Focused on tackling this physical impediment next, the Rothko Pavilion hopefully aims to solve this inconsistency in considering the needs of patrons, bolstering museum attendance and highlighting works exhibited, such as We., all while paying respect to the existing structures of the buildings. Revisions such as extending the hours of the Pavilion and constructing it in glass to enhance visibility and passage are currently in the works. In adhering to the PAM’s mission of creating a space welcome to all, it proves vital that the Rothko Pavilion mirror those significant strides in bridging fine art with the larger Portland community. Which, in Portland, this task of breaching and infiltrating the intimidating world of contemporary art and its (at-times) abrasive and secretive nature can be a daunting feat. For artists and appreciators alike, it seems the only way to be in the know is already be deeply embedded within the city’s aloof art world -- a world that brags about its diversity and inclusivity while at the same time attracting and obstructing the same trickle of visitors for each event.
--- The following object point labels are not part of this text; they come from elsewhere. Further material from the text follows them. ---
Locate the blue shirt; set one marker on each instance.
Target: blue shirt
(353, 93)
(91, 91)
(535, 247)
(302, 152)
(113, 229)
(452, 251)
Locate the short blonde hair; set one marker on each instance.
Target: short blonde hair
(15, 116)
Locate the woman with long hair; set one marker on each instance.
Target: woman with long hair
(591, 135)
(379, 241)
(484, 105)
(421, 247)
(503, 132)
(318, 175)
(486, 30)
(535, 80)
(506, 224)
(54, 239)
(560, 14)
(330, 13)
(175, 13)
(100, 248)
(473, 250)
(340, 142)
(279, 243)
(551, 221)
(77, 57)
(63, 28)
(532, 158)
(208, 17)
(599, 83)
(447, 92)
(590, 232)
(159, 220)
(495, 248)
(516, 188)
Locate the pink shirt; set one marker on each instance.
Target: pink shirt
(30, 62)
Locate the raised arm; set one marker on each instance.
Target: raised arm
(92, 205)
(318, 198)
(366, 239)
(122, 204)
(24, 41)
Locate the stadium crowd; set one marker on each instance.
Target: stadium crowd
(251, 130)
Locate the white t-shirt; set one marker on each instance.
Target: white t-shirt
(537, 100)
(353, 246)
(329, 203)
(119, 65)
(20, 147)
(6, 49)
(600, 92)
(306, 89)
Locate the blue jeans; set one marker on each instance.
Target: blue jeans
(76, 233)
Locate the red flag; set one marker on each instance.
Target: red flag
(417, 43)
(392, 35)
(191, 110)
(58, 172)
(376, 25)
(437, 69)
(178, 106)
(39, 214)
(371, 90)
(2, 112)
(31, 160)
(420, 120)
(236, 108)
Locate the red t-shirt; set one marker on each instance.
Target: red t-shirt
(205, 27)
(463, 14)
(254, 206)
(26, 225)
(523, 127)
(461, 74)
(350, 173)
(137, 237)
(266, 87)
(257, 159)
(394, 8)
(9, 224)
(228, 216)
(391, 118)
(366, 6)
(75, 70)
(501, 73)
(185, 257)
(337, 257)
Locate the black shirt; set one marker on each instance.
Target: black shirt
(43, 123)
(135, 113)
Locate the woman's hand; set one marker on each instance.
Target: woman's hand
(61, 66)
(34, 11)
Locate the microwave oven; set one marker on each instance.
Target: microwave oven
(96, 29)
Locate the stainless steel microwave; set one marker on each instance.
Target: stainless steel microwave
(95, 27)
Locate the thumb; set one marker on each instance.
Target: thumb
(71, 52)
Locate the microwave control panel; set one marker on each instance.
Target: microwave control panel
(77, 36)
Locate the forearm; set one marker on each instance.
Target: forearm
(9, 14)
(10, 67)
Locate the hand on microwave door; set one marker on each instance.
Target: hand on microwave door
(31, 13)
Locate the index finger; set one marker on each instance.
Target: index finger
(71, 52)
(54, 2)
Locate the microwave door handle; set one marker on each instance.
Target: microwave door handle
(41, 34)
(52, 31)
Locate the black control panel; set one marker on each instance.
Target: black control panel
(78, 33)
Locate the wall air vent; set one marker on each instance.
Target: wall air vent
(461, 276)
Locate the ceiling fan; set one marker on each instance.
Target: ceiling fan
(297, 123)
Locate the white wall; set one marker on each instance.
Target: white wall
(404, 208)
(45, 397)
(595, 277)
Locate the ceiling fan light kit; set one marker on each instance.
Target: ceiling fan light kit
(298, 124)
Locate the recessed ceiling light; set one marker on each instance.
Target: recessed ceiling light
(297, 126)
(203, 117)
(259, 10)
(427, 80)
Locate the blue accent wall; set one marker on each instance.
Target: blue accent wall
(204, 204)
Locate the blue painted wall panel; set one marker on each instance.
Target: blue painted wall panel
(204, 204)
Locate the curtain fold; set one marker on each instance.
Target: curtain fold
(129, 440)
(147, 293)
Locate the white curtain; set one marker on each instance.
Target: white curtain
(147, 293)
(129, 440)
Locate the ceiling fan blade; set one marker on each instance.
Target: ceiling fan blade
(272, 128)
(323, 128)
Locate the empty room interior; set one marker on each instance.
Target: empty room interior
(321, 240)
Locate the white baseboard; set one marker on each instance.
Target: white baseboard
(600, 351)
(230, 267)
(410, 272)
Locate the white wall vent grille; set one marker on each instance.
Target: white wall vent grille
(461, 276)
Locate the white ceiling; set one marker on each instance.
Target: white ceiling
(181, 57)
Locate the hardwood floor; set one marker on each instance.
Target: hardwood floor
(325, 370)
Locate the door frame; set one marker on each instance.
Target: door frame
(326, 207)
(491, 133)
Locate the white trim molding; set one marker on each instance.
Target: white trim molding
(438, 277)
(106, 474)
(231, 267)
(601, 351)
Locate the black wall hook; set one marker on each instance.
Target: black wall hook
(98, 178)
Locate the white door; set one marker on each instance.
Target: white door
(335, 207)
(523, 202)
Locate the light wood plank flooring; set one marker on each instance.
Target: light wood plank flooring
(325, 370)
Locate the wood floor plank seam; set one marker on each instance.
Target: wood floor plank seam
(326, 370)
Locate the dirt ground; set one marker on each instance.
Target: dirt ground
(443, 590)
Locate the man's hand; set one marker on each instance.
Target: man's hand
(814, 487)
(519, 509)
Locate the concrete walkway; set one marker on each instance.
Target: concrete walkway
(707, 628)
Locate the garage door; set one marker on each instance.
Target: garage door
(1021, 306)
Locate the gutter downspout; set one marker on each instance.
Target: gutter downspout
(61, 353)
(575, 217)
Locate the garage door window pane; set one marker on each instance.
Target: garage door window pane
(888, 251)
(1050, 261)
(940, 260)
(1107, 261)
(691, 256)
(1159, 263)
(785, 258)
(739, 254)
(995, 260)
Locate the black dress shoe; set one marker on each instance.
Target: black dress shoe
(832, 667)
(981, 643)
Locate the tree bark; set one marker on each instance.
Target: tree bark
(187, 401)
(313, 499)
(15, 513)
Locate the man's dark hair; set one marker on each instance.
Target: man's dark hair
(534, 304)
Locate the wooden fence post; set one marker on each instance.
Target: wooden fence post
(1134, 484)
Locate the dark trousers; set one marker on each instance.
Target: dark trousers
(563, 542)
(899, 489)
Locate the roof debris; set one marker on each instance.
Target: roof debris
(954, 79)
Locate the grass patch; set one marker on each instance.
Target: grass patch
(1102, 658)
Although social media and city planning has recently played a large part in expanding this circle of reception, We.Construct.Marvels.Between.Monuments does something more direct by approaching this task at a different angle. With these installations, Werbel is on her way to  envisioning an almost complete transcendence of boundaries between independent artists, activists, and artists spaces. Focusing strongly on a sense of community, We. is co-organized with Publix Annex and highlights the talent of six local artists from Public Annex, OUTPOST1000, OSLP, and Albertina Kerr, all programs from the surrounding area that support artists with disabilities. The works of Ricky Bearghost, Kurt Fisk, Perry Johnson, Elmeator Morton, Lawrence Oliver, and Dawn Westover bring to light what public and private spaces can do to encourage and nurture the work of artists with varying abilities, and allow for a wider range and integration of their perspectives. Considering the inextricable ties between public art and the propagation of knowledge and messages, she asks how this series could potentially serve to reformulate the practice of contemporary art and what the future of its Institution as a whole has the potential to become. She succeeds in actualizing a warm environment in which these works thrive, the only challenge being the museum’s still somewhat limiting structural design. Although no definitive moves have been on the Rothko Pavilion as it stands, We.Construct.Marvels.Between.Monuments is a marvel in itself; a promising step towards the type of all-inclusive art scene that Portland has always been portrayed as and has demonstrated it has the power and dedication to be.

We. runs through February 18th and is accompanied by a monthly contemporary trends class hosted by Public Annex the first Thursday of each month at 5pm in the museum space. The class allows for a discovery and discussion of the museum amongst those who identify with disabilities as well as those who don’t.